Was will man lieber: mehr Geld oder mehr Arbeit? So präsentierten sich wohl für viele Stimmbürger die beiden AHV-Volksinitiativen für höhere Renten beziehungsweise für ein höheres Rentenalter. Das Volksverdikt vom Sonntag kann aus einer engen ökonomischen Sicht nicht überraschen: Ja zu höheren Renten, Nein zu einem höheren Rentenalter.

Die Bürger sind nicht dumm. Wer in den letzten Monaten nicht auf dem Mond lebte, weiss, dass die Gewerkschaftsinitiative für den AHV-Ausbau überhaupt keinen Wohlstand schafft, sondern diesen nur noch stärker umverteilt, als dies bisher der Fall war – von Jung zu Alt und von oben nach unten.

Gemessen an den Abstimmungsdaten zum Urnengang von 2022 über die bisher letzte AHV-Reform lässt sich abschätzen, dass über ein Drittel der Urnengänger von diesem Sonntag im Rentenalter ist und fast zwei Drittel älter als 50 Jahre alt sind. Die Mehrheit der Urnengänger wird von der nun beschlossenen AHV-Renten-Erhöhung um 8,3 Prozent per saldo profitieren: Die Erhöhung der Renten kommt für die Älteren sofort oder relativ rasch, aber die Rechnung dafür wird über Jahrzehnte verteilt und schwergewichtig von den Jüngeren bezahlt – sei dies via höhere Steuern, grössere Lohnabzüge oder ein höheres Rentenalter.

Linke plus Ältere heisst Mehrheit

Die letzte SRG-Trendumfrage vom Februar zeigte ein klares Bild: Die Älteren waren eher für die Rentenerhöhung als die Jüngeren, und die Geringverdiener waren eher dafür als die Grossverdiener. Das illustriert die zwei grossen Umverteilungskanäle in der AHV: Junge subventionieren Alte, und Reiche subventionieren Arme. Wegen der Kombination dieser Kanäle erhalten Volksinitiativen zum AHV-Ausbau traditionell deutlich mehr Zustimmung als jene 30 bis 35 Prozent, die aus dem klassischen linken Lager kommen.

Die Milchbüchleinrechnung für Initianten geht etwa so: Ungefähr ein Drittel linke Ja-Stimmen sind quasi «gesetzt», da die Linke in jeder Lebenslage für einen Ausbau der Umverteilungsmaschine AHV kämpft – somit braucht es für eine Mehrheit noch etwa 20 Prozent Ja-Stimmen von Älteren ausserhalb des linken Lagers. Aus dieser Gruppe musste somit diesen Sonntag, grob geschätzt, mindestens knapp die Hälfte mit ihrem Portemonnaie abstimmen, um eine Volksmehrheit für den Ausbau zu ermöglichen. Diese Mehrheit ist nun da. Eine wichtige Rolle dürfte die hohe Mobilisierung gespielt haben, die wohl vor allem Ältere umfasste.

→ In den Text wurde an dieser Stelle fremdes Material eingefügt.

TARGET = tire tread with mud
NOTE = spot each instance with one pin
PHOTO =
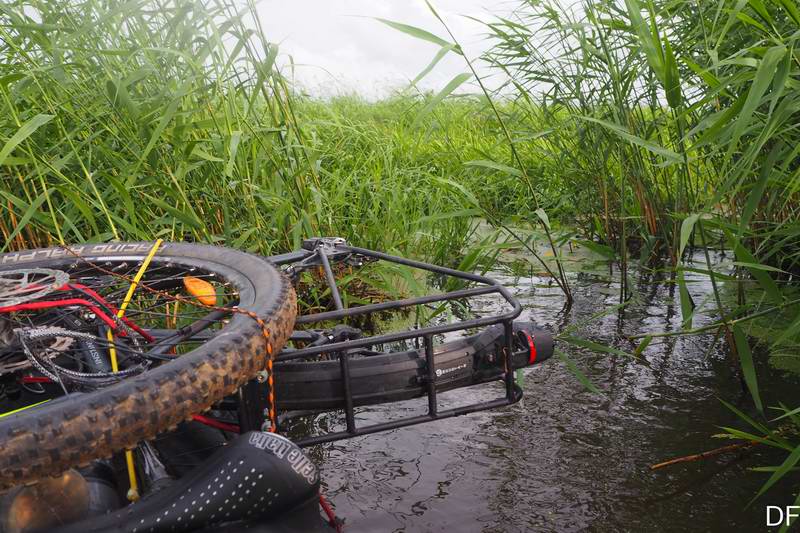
(77, 429)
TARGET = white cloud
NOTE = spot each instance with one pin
(338, 47)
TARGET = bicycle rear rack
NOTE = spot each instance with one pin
(320, 252)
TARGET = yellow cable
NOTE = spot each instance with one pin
(133, 493)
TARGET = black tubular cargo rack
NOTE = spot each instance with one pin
(320, 252)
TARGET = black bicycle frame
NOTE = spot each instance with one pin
(319, 252)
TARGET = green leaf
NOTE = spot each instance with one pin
(26, 217)
(495, 166)
(763, 78)
(25, 131)
(784, 527)
(782, 470)
(444, 93)
(792, 330)
(577, 372)
(672, 82)
(766, 282)
(415, 32)
(791, 7)
(438, 57)
(599, 249)
(687, 226)
(667, 154)
(748, 369)
(233, 147)
(645, 38)
(687, 303)
(543, 217)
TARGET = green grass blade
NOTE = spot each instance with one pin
(746, 361)
(25, 131)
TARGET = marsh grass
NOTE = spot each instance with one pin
(171, 119)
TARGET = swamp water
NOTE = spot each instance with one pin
(565, 459)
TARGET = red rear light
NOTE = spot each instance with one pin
(531, 347)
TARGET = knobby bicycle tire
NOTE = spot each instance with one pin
(79, 428)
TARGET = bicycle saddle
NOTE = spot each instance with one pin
(256, 477)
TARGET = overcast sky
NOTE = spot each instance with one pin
(338, 47)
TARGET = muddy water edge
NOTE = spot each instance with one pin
(566, 459)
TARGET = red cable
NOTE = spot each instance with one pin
(35, 306)
(96, 296)
(233, 428)
(34, 379)
(332, 520)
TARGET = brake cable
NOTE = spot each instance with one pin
(133, 492)
(235, 309)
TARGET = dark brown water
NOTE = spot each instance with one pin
(565, 459)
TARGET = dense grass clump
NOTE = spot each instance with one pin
(149, 119)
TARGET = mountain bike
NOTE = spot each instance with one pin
(150, 387)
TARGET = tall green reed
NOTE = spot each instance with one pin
(172, 119)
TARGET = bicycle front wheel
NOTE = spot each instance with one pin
(55, 305)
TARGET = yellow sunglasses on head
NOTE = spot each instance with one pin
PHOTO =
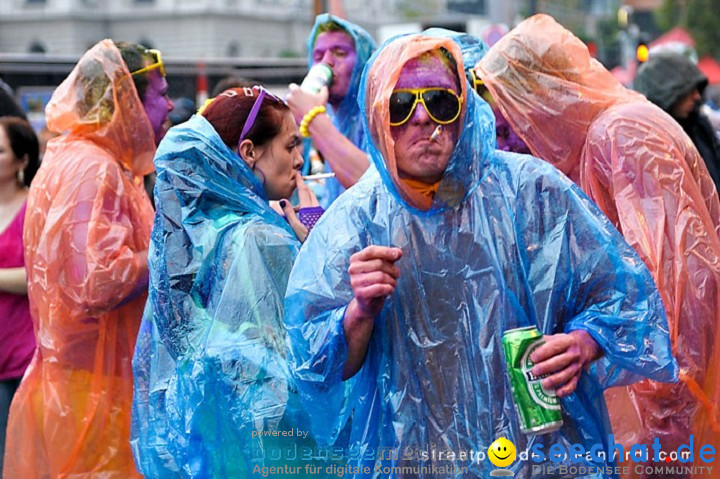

Die Rechnung trifft zwar vorwiegend die Jüngeren, doch für viele Jungen ist die Altersvorsorge noch weit weg. Zudem ist die Finanzierung der Zusatzrenten noch unklar, und die Umverteilungsmechanismen des Sozialwerks sind kompliziert. Das führt zur gängigen Asymmetrie in der Altersvorsorge: starkes Interesse für den Ausbau bei den Älteren, eher verhaltener Widerstand bis Gleichgültigkeit bei manchen Jungen.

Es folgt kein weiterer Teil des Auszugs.